Metro Rail Project: Installation of tracks begins Jan 1

December 24, 2019

Metro Rail Project: Installation of tracks begins Jan 1

Uttara starting point; 8km of 20.10km-long viaduct now visible

Installation of the first rail lines on elevated viaducts will begin next week, with the first one being fixed at the depot area in the capital’s Uttara.

Road Transport and Bridges Minister Obaidul Quader will inaugurate the installation of the rail lines on the first day of the new year, officials said.

More than eight kilometres of the 20.10km long viaduct is now visible and work is continuing on the remaining ones.

“We have completed all our preparations to start installing rail lines on December 20 and the minister will formally inaugurate it on January 1,” MAN Siddique, managing director of DMTCL, told The Daily Star yesterday.

The Dhaka Mass Transit Company Limited (DMTCL), a government-owned company, is implementing the metro rail projects.

Construction work of the Tk 22,000-crore Mass Rapid Transit (MRT Line)-6, which began in 2016, has made 38.35 percent progress as of November and is expected to be opened to the public on December 16, 2021, coinciding with the golden jubilee of the country’s independence.

Once completed, the rail service, which has 16 stations, will be able to carry 60,000 passengers per hour, reducing travel time from Uttara to Motijheel to at least less than an hour from the current two hours.

Construction work of the passenger coach for the MRT started in Japan in April and the first set of trains is expected to reach Bangladesh within mid-June next year and the trial run would start in July, MAN Siddique told this newspaper earlier this month.

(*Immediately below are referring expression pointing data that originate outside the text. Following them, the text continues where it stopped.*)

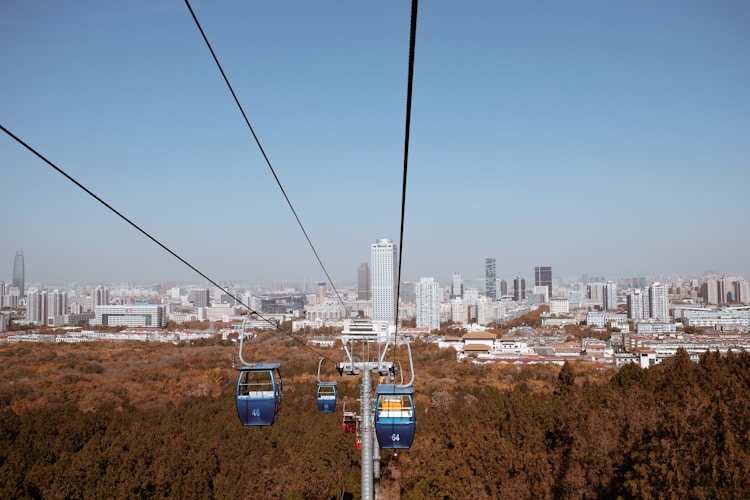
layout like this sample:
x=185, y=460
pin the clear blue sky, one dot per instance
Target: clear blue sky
x=608, y=138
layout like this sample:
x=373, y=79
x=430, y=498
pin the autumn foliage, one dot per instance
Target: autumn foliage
x=133, y=420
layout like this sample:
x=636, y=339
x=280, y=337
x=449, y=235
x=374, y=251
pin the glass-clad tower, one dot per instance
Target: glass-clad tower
x=490, y=288
x=384, y=255
x=18, y=278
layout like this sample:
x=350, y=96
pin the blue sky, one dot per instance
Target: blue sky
x=596, y=137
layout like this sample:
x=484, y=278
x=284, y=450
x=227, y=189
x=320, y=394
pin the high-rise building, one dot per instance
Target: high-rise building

In order to inform people about the new mode of public transport, the first of its kind in the country, a mock-up of the metro trail will be displayed at the exhibition and information centre of MRT-6 in Uttara within this month, he said.

There, people can learn about what the inside of the train looks like and how to buy tickets to ride on it, he added.

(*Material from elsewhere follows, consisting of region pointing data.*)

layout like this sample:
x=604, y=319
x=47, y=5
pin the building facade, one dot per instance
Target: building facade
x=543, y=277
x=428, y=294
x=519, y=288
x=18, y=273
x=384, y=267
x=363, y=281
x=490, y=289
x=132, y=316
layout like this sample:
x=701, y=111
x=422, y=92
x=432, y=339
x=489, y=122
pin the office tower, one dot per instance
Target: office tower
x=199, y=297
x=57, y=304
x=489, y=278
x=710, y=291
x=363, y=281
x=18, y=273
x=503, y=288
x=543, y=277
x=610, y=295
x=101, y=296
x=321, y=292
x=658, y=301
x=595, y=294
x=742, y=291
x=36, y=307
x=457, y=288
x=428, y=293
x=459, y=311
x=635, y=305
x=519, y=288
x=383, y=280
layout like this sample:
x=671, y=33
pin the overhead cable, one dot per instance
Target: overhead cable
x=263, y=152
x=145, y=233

The construction of the project has seen significant progress in the last few months, according to the project documents.

While progress of the first phase from Uttara to Agargaon was 47.18 percent in September, it reached 65.07 percent in November. The second phase from Agargaon to Motijheel was 23.50 percent till September and 34.54 percent till November.

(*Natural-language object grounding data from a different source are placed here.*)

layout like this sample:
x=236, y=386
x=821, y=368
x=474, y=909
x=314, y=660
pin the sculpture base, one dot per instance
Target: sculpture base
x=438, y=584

During a recent visit to the project site in Uttara, this correspondent found workers building a parapet wall on the viaduct. Other workers were making two lanes on both sides of the viaduct for electric lines.

Railway sleepers have already been brought to the site.

MAN Siddique said rail lines would be placed on one of sort of pad and track ballasts would not be used there, but would be placed in the depot.

About the stations, he said they would not block any footpaths for its construction but would acquire additional land instead.

The MD said they had already acquired the land for the first three stations and the land for three others would be acquired within this month.

“We hope all stations would be constructed by June 15, 2020,” he added.

The authority would install a “trial track” first inside the depot, which the trains would use for test runs before going to the main track, an official said.

The authority would have to install total around 60km rail line, including 20km inside the depot, he said, wishing anonymity.

The original implementation period of the project was 2012-2024, but Prime Minister Sheikh Hasina had directed that the services from Uttara Phase-3 to Agargaon be made operational within this year and the service from Agargaon to Motijheel by 2020.

After failing to meet these deadlines, the DMTCL now plans to make the entire line from Uttara to Motijheel operational by December 16, 2021, instead of making half of it operational first.

Meanwhile, the government decided to extend the line — now under construction from Uttara to Motijheel — up to Kamalapur Railway Station so that people can avail the rail service directly from the country’s largest railway station.

The topographical survey for it has already been done and now a “social survey” is being conducted. After completing the extension work, the total length of the rail route would be 21.26km with 17 stations.

The government aims to build five metro lines — an elevated one, an underground and, three elevated and underground — in the capital and its adjacent areas by 2030 mainly to reduce traffic congestion and air pollution.